- From: Jim Ley <jim.ley@gmail.com>
- Date: Thu, 24 Jun 2004 13:49:00 +0100
On Wed, 23 Jun 2004 16:25:59 +0000 (UTC), Ian Hickson <ian at hixie.ch> wrote: > On Thu, 17 Jun 2004, Jim Ley wrote: > >> > >> In what possible situations would a UA not have access to the user's > >> UTC offset? > > > > When their in a different timezone to the UA. (remember it's _users_ > > who will be entering data in the form, not their UA's) > > A misconfigured UA is always a possibility, but given the problems that > would already be present with the UA (and indeed the entire platform) if > the time zone was incorrect, I fail to see how that is a particular > concern for Web Forms 2. What problems exactly happen when the timezone isn't configured correctly?

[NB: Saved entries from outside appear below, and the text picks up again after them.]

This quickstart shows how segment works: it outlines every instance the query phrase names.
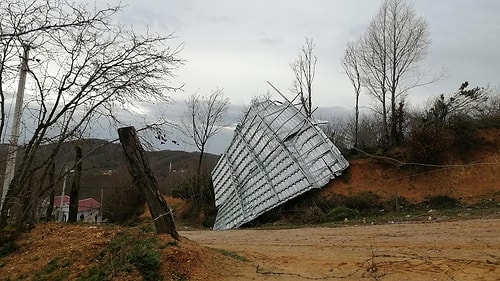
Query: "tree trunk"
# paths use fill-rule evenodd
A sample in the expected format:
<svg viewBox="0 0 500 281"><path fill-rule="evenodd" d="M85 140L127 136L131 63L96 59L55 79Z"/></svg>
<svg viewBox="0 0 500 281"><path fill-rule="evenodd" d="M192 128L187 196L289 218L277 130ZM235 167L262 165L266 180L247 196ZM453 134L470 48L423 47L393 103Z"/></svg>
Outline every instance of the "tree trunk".
<svg viewBox="0 0 500 281"><path fill-rule="evenodd" d="M396 89L391 89L391 133L390 133L390 145L394 146L397 144L397 109L396 109Z"/></svg>
<svg viewBox="0 0 500 281"><path fill-rule="evenodd" d="M382 94L382 125L384 126L383 145L387 146L387 144L389 143L389 125L387 124L387 104L385 100L385 92L383 92Z"/></svg>
<svg viewBox="0 0 500 281"><path fill-rule="evenodd" d="M73 177L73 181L71 183L71 190L69 192L69 215L68 222L77 222L78 221L78 199L80 193L80 179L82 177L82 158L83 152L82 147L77 145L75 147L76 151L76 170L75 176Z"/></svg>
<svg viewBox="0 0 500 281"><path fill-rule="evenodd" d="M205 154L205 145L202 145L200 149L200 157L198 158L198 167L196 169L196 174L199 176L201 172L201 164L203 162L203 154Z"/></svg>
<svg viewBox="0 0 500 281"><path fill-rule="evenodd" d="M356 106L354 108L355 124L354 124L354 147L358 148L359 134L359 90L356 90Z"/></svg>
<svg viewBox="0 0 500 281"><path fill-rule="evenodd" d="M46 217L47 221L52 220L52 212L54 211L54 197L56 196L56 190L55 190L55 171L56 171L56 165L54 161L50 163L50 170L49 170L49 188L50 188L50 193L49 193L49 205L47 206L47 212L46 212Z"/></svg>
<svg viewBox="0 0 500 281"><path fill-rule="evenodd" d="M118 136L127 157L129 172L134 184L144 194L148 203L151 217L156 226L156 232L158 234L168 233L174 239L179 240L179 234L174 224L174 216L165 198L160 193L158 182L149 166L135 128L119 128Z"/></svg>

I know lots of people who don't change timezone's when they change countries - I just spent 5 days in .no, didn't change my laptops timezone. I've not even found where on my Opera browser or the OS it runs on to say which timezone I'm in, perhaps you could check with the browser team and they could tell me? As you're so confident this is not a problem. > > In anyway, remember it's not just the timezone that they need, but also > > the summertime behaviour and the timezone of the location the user is > > being prompted about. > > Support for this is already required by ECMA262. Could you highlight which parts of ECMA262 state that the UA needs to know the "timezone of the location the user is being prompted about" ? Also the summertime behaviour for different locations than the current one, which is another requirement for useful use of the datetime control. > While certainly not as pleasant as a nice UI with a pretty clock, it is > still possible for users to enter the datetime format if their UA doesn't > support it and does not have JavaScript enable for the page to help them. > So it is backwards compatible, just not very pretty. Could you provide an example page using the datetime control Perhaps a copy of http://timetables.oag.com/man2/ in WF2, and how that will work. > (I don't think extending the definition to allow any timezone is a good > idea, given that this would increase the implementation burden on > server-side implementors to a point where they are highly likely to make > mistakes.) Server side implementors already deal with all of this regularly, and comfortably, I don't see why anyone is going to disadvantage their users when they can already use well understood UI's that can do it, without any significant server burden. Jim.